Wright State Students Vote For ‘Bad Girls’
DAYTON, Ohio (AP) _ After being pulled from Wright State University’s winter-quarter film schedule, ″Bad Girls″ has a good chance of being shown this spring after students approved X-rated films on campus by a 2-1 margin.
More than 1,000 signatures were collected late last year protesting the proposed midnight showing. The movie was stricken from the schedule following complaints that X-rated films degrade women and are inappropriate fare for a state-supported university.
Wright State’s obscenity review committee tied at 3-3 over whether ″Bad Girls″ was obscene. The committee was established in 1978 after a similar dispute that went to court.
Since then, the University Center Board has included an occasional X-rated movie in its film schedule.
The referendum, sponsored by the student government association Tuesday and Wednesday, asked students how they felt about X-rated films on campus for entertainment purposes.

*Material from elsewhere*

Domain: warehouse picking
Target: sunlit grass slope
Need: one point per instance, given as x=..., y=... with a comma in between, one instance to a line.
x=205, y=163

Students approved by a vote of 543-to-270, said Keith Jones, a member of the election commission, adding that the turnout rate of 5.8 percent was quite good for a primarily commuter campus with more than 14,000 students.
Ronald Keucher, assistant lectures chairman for the University Center Board, said ″people who knew and cared about it had ample time to vote.″
Keucher said the board’s film committee plans to work ″Bad Girls″ into the spring schedule, which must be approved by the vice president of student affairs, Elenore Koch.
Cathy Morris, coordinator of student activities, said the Center Board apparently has ″passed all the obstacles put before them.″
Martin Evers, a Dayton sophomore working with ″Concerned Students for Community Values,″ which lobbied against the film, questioned whether the referendum reflected a true majority and said even if it did, ″the majority isn’t always right.″
″What would you say if the majority of students voted to show films with aggression against blacks or the handicapped?″ he said. ″My feeling is that the women of Wright State University have enough to be concerned about when walking through the parking lot late at night without the university center board entertaining students with movies that encourage viewers to look at women as sexual objects. I’m not sure this referendum should be taken as a green light.″
Evers said he wanted to see what fellow members of the University Center Board planned to do before deciding what to do next.